I numeri sembrano confermare un certo ottimismo: “I casi accertati in tutto il Paese sono, al 5 maggio, 750, mentre i decessi 25”. Ciò che preoccupa il sacerdote è “una eventuale diffusione del virus nei campi rifugiati siriani e palestinesi. Se accadesse sarebbe una tragedia”. Il Libano oggi è uno dei paesi dove vive il più alto numero di rifugiati al mondo se messo in rapporto con quello dei suoi abitanti. Diverse agenzie umanitarie e ong sono impegnate tra gli sfollati con campagne di sensibilizzazione sulle norme igienico-sanitarie sia digitali (via telefono e social) sia nei campi dove sono stati distribuiti anche kit igienico-sanitari e pacchi alimentari, come conferma l’ong italiana Avsi. Save the Children è al lavoro per sostenere economicamente più di 2.100 famiglie libanesi, siriane e palestinesi, per fornire pacchi alimentari, igienici, educativi e beni di prima necessità a oltre 32.000 famiglie e per garantire condizioni di vita migliori a 980 famiglie di rifugiati siriani.
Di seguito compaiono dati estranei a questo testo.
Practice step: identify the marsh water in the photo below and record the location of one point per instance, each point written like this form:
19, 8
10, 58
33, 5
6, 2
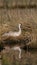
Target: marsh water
28, 58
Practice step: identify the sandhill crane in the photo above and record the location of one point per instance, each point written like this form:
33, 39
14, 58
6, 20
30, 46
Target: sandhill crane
13, 34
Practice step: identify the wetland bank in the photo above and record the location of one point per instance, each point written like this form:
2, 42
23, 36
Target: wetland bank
10, 17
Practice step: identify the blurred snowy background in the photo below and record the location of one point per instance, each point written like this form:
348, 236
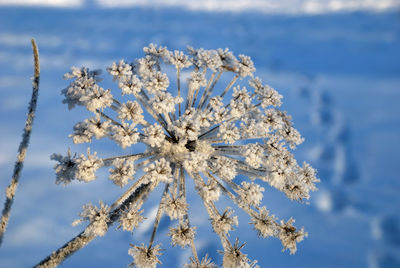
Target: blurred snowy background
336, 62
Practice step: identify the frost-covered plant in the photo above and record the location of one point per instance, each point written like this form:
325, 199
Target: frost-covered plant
225, 137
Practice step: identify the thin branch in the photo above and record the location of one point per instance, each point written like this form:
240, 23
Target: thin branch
12, 188
82, 239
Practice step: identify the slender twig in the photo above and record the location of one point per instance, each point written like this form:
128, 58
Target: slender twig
12, 188
82, 239
158, 217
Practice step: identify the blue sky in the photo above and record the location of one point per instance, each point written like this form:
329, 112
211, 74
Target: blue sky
337, 69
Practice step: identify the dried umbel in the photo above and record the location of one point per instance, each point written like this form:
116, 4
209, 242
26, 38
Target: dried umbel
219, 127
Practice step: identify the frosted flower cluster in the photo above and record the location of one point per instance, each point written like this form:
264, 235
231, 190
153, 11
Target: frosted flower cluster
214, 123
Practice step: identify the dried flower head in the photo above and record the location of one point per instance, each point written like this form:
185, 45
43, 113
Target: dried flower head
219, 123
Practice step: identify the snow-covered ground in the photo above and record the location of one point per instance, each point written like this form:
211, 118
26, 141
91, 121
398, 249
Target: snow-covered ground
338, 72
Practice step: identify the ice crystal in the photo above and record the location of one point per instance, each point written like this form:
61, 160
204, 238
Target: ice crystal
220, 127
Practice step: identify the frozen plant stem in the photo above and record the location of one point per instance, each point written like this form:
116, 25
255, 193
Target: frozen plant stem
12, 188
82, 239
222, 131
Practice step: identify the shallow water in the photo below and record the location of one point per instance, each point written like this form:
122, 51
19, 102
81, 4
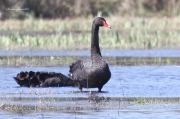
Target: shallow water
113, 53
157, 88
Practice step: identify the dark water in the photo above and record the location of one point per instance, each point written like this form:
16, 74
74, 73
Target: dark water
127, 86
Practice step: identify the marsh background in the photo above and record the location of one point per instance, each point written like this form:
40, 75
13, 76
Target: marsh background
142, 49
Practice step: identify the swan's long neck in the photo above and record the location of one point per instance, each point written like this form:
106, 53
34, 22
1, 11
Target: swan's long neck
95, 50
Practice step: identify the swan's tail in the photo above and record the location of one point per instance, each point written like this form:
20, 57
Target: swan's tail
43, 79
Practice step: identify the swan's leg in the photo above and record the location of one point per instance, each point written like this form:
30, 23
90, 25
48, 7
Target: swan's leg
80, 87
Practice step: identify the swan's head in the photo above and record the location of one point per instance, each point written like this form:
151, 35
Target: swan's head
101, 22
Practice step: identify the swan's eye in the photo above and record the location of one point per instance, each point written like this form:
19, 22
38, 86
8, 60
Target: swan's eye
105, 24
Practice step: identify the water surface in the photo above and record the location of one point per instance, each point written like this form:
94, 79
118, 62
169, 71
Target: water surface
133, 92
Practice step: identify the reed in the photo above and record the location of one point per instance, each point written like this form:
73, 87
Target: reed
126, 33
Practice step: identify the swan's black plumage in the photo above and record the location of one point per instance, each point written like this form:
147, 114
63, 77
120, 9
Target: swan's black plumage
87, 73
94, 72
43, 79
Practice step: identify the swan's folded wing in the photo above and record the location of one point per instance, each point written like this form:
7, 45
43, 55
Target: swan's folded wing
79, 69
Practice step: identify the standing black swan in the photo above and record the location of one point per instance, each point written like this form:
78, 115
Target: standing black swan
94, 72
87, 73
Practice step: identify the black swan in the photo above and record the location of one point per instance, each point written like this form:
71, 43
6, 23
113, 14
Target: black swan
94, 72
43, 79
87, 73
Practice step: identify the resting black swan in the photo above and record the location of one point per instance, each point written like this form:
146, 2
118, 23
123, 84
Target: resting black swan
87, 73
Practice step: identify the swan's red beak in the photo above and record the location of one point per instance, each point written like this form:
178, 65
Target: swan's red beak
105, 24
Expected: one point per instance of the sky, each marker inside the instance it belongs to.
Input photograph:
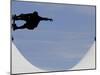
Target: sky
(57, 45)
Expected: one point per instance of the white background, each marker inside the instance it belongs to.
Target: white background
(5, 37)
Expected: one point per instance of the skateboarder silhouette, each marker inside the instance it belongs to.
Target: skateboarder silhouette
(32, 20)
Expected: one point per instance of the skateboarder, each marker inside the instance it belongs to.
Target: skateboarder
(32, 20)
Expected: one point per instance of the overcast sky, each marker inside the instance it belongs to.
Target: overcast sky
(60, 44)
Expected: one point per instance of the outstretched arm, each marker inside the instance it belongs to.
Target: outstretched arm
(46, 19)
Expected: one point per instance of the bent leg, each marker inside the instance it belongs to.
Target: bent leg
(21, 27)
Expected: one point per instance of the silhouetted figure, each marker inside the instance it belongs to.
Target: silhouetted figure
(32, 20)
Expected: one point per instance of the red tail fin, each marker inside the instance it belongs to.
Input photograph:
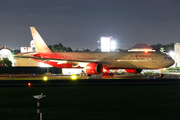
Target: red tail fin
(39, 42)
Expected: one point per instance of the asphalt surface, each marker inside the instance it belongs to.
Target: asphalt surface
(95, 81)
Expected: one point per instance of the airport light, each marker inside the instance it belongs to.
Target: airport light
(113, 45)
(38, 97)
(29, 84)
(105, 44)
(172, 54)
(45, 78)
(73, 77)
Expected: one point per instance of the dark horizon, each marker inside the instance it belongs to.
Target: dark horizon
(80, 24)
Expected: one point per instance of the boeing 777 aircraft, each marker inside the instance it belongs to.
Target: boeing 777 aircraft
(95, 62)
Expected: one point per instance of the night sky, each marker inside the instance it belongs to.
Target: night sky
(81, 23)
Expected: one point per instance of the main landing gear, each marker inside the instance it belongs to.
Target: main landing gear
(83, 74)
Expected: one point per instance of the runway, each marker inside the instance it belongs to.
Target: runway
(66, 81)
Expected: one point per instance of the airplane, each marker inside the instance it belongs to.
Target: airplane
(97, 62)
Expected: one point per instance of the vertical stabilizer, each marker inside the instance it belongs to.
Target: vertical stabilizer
(39, 42)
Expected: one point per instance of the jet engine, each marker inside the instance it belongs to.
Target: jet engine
(133, 70)
(94, 68)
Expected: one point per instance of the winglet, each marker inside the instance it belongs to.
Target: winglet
(39, 42)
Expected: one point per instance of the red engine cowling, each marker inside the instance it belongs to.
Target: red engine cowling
(133, 70)
(94, 68)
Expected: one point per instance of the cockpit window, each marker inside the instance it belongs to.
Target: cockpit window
(167, 58)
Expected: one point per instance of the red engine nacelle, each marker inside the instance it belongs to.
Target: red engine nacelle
(94, 68)
(133, 70)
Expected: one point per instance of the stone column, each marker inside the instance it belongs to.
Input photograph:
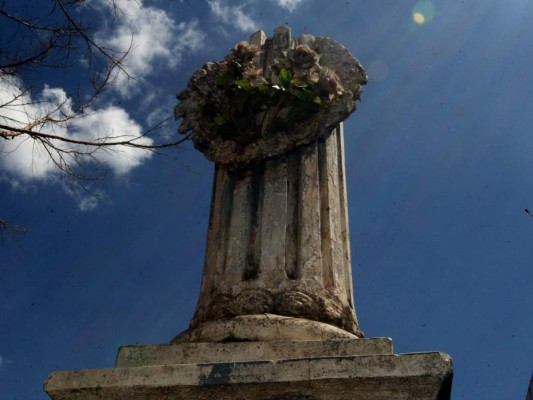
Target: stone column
(278, 239)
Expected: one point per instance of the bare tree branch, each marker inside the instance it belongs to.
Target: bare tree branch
(54, 35)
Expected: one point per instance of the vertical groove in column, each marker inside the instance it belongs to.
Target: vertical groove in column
(334, 213)
(274, 223)
(225, 185)
(253, 250)
(213, 231)
(325, 216)
(345, 229)
(309, 246)
(240, 225)
(291, 236)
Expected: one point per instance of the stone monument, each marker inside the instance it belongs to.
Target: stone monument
(275, 317)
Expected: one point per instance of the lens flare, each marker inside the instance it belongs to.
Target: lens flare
(419, 18)
(423, 12)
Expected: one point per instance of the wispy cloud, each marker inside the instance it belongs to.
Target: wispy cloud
(289, 4)
(233, 15)
(27, 160)
(154, 38)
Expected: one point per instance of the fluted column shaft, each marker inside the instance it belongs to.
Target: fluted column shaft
(278, 239)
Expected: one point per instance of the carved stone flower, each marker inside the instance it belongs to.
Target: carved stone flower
(244, 52)
(242, 109)
(302, 57)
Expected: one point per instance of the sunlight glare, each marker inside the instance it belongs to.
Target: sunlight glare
(419, 18)
(423, 12)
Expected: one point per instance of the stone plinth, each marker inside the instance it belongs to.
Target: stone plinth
(338, 370)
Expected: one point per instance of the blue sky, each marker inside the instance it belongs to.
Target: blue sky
(439, 159)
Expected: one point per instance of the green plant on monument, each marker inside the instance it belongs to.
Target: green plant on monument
(243, 109)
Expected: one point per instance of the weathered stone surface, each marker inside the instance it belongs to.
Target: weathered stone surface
(262, 327)
(278, 243)
(258, 131)
(198, 353)
(377, 377)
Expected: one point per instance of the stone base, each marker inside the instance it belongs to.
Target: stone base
(337, 369)
(262, 327)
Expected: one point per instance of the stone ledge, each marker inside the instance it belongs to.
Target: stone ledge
(377, 377)
(194, 353)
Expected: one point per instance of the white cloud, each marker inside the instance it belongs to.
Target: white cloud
(154, 39)
(289, 4)
(27, 160)
(233, 15)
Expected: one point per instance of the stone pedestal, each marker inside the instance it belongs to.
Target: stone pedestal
(363, 369)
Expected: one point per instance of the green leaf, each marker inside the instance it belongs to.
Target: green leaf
(317, 100)
(243, 84)
(285, 77)
(221, 120)
(240, 99)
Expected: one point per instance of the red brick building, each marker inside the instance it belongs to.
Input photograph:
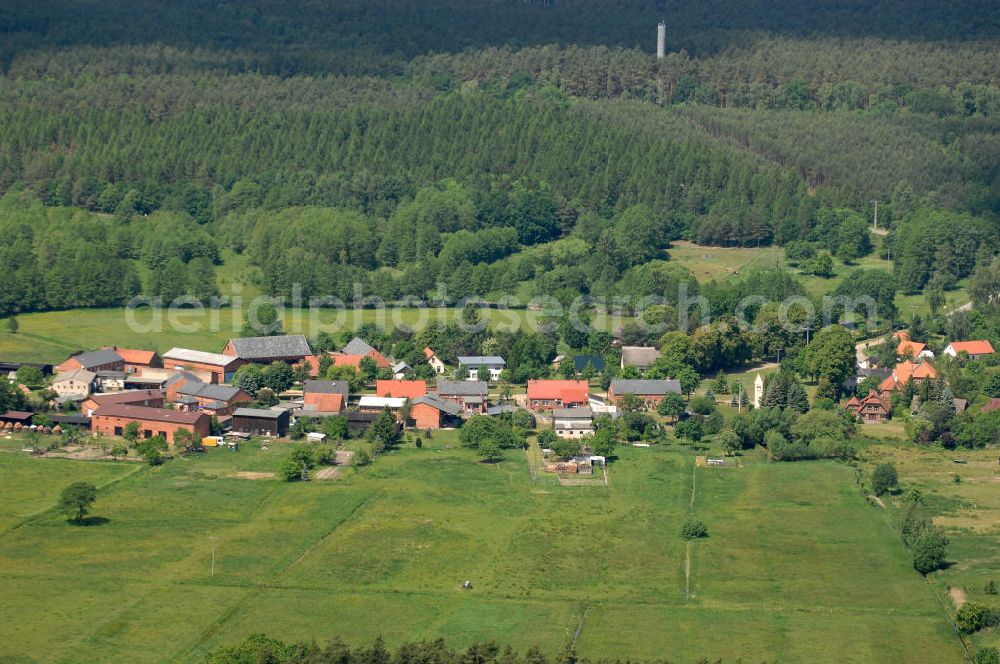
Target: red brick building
(111, 420)
(147, 398)
(549, 394)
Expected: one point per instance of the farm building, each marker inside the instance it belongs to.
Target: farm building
(260, 422)
(974, 349)
(548, 394)
(430, 411)
(573, 422)
(111, 420)
(870, 409)
(220, 367)
(651, 392)
(473, 363)
(324, 396)
(410, 389)
(95, 360)
(76, 382)
(138, 360)
(640, 357)
(220, 399)
(147, 398)
(110, 381)
(290, 348)
(470, 395)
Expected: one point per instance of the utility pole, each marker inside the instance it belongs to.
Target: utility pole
(214, 540)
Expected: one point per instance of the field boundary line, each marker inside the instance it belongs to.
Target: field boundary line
(255, 590)
(138, 468)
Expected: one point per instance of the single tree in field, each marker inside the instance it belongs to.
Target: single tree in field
(672, 406)
(76, 500)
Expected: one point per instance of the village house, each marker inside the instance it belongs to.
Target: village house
(355, 351)
(573, 422)
(136, 361)
(472, 363)
(650, 392)
(220, 367)
(373, 404)
(324, 396)
(903, 373)
(913, 350)
(974, 349)
(430, 411)
(581, 362)
(870, 409)
(95, 360)
(548, 394)
(76, 382)
(145, 398)
(434, 361)
(408, 389)
(110, 381)
(260, 422)
(112, 419)
(289, 348)
(471, 395)
(640, 357)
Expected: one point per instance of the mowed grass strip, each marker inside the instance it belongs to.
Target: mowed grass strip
(797, 566)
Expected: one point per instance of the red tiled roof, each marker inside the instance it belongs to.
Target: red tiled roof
(573, 390)
(150, 414)
(977, 347)
(132, 356)
(409, 389)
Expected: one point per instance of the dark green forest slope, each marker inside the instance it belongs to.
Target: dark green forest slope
(485, 144)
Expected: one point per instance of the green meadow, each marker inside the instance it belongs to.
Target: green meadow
(797, 566)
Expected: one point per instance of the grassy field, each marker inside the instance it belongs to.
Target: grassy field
(52, 336)
(969, 511)
(797, 566)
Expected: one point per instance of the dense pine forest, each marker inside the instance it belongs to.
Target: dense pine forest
(450, 149)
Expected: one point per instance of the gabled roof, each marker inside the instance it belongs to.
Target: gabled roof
(271, 348)
(81, 375)
(567, 391)
(640, 356)
(462, 388)
(133, 356)
(198, 357)
(572, 413)
(96, 358)
(357, 346)
(126, 411)
(209, 391)
(400, 388)
(978, 347)
(480, 360)
(434, 401)
(654, 387)
(258, 412)
(326, 387)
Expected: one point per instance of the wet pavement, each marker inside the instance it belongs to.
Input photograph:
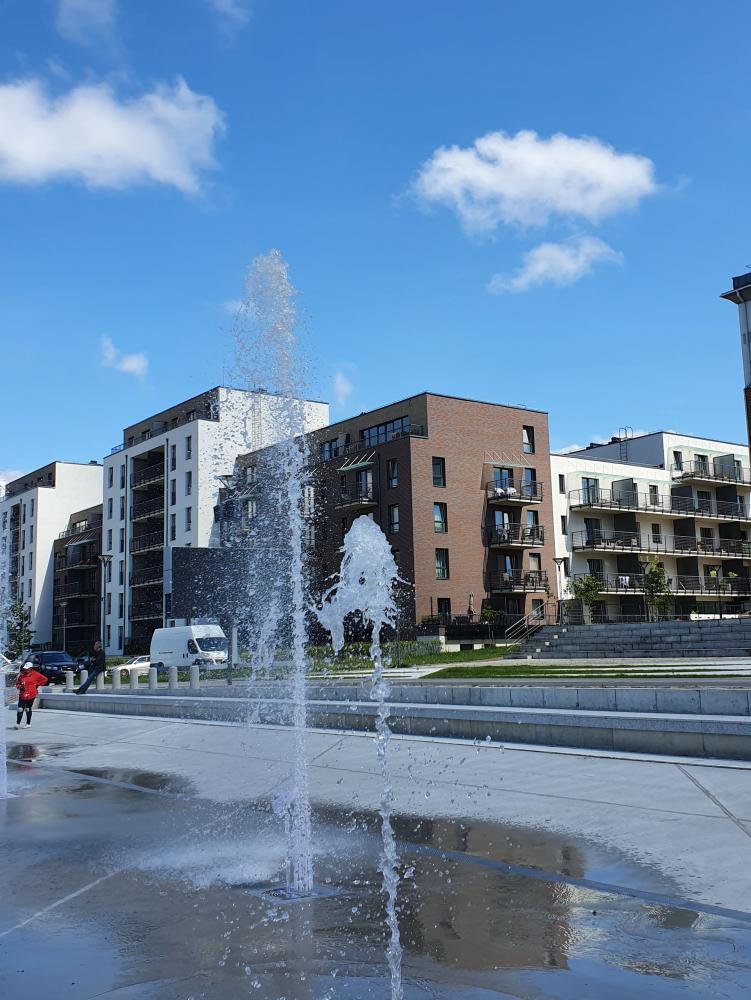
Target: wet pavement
(129, 882)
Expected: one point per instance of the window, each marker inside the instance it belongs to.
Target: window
(440, 518)
(441, 564)
(444, 608)
(381, 433)
(528, 440)
(394, 518)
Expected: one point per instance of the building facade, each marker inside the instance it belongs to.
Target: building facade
(35, 509)
(77, 589)
(459, 488)
(160, 488)
(678, 500)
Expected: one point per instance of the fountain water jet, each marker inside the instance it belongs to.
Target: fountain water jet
(365, 586)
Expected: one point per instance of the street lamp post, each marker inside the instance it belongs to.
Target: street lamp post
(104, 561)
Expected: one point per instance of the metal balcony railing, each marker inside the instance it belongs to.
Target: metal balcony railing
(516, 535)
(636, 541)
(660, 503)
(149, 474)
(712, 469)
(147, 508)
(518, 580)
(633, 583)
(513, 491)
(152, 540)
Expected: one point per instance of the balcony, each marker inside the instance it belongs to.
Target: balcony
(517, 582)
(660, 503)
(145, 543)
(633, 583)
(147, 609)
(359, 499)
(635, 541)
(150, 474)
(514, 491)
(144, 577)
(516, 536)
(711, 471)
(147, 508)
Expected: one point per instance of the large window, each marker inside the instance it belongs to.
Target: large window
(381, 433)
(394, 518)
(441, 564)
(440, 518)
Alla soglia della povertà. “Con il Coronavirus preoccupa tantissimo anche la crisi economica che ne sta seguendo e che va ad aggravare quella già da tempo in atto”, afferma padre Abboud. Il Paese – dopo mesi di proteste popolari per chiedere la rimozione della classe politica corrotta e riforme per risollevare l’economia – è molto provato e il 7 marzo scorso il Governo ha dichiarato il default.
Proteste anche violente hanno acceso diverse città del Libano; molte banche sono state attaccate e danneggiate in seguito al blocco di conti e trasferimenti di denaro. Lo scorso 1 maggio il Governo guidato dal Primo Ministro, Hassane Diab, ha inoltrato richiesta di aiuto al Fondo monetario internazionale (Fmi), dopo aver approvato un piano di risanamento che vale prestiti per 10 miliardi di dollari, che vanno ad aggiungersi agli 11 già decisi alla Conferenza dei Paesi donatori tenutasi a Parigi nel 2018. Piano che ha trovato l’appoggio anche della Chiesa libanese come affermato dal patriarca maronita, card. Bechara Raï, durante la messa di domenica scorsa, ad Harissa, per la festa di Nostra Signora del Libano. “Stanno crescendo i disoccupati,
le famiglie non hanno più nulla o quasi per vivere,
siamo ormai alla soglia di povertà” rimarca il presidente di Caritas Libano. La lira libanese locale si è deprezzata del 63% sul mercato informale, erodendo così il potere d’acquisto delle persone. “La svalutazione – conferma padre Abboud – non consente nemmeno a chi ancora lavora di poter comprare il necessario. Coloro che avevano due risparmi da parte li hanno già finiti per sfamare i propri congiunti”. Ma se c’è chi si attiene alle disposizioni del Governo c’è anche chi, soprattutto nelle zone più povere, contravviene alle regole e ai blocchi e cerca di continuare a lavorare.
Coordinare gli aiuti. “Come Caritas – spiega padre Abboud – stiamo seguendo circa 20mila famiglie, ma sarebbero molte di più quelle che hanno bisogno di aiuto materiale e medico. Lo sforzo di adesso è di portare loro il sostegno necessario”.
“Non è ammissibile vedere piangere i bambini perché hanno fame. Ci arrivano tantissime richieste di aiuto ogni giorno. Serve per questo un coordinamento di tutti gli aiuti per non disperdere risorse e tempo”.
“Con la chiesa maronita abbiamo costituito, già prima della pandemia, un “Comitato per la crisi” e stiamo organizzando gli aiuti su scala locale così da essere presenti sul territorio in maniera ancora più efficace. Il progetto sta prendendo forma e servono aiuti anche economici per dotarci di un fondo cui attingere per i bisogni. Per questo confidiamo molto nell’aiuto internazionale delle Chiese e delle Caritas sorelle”.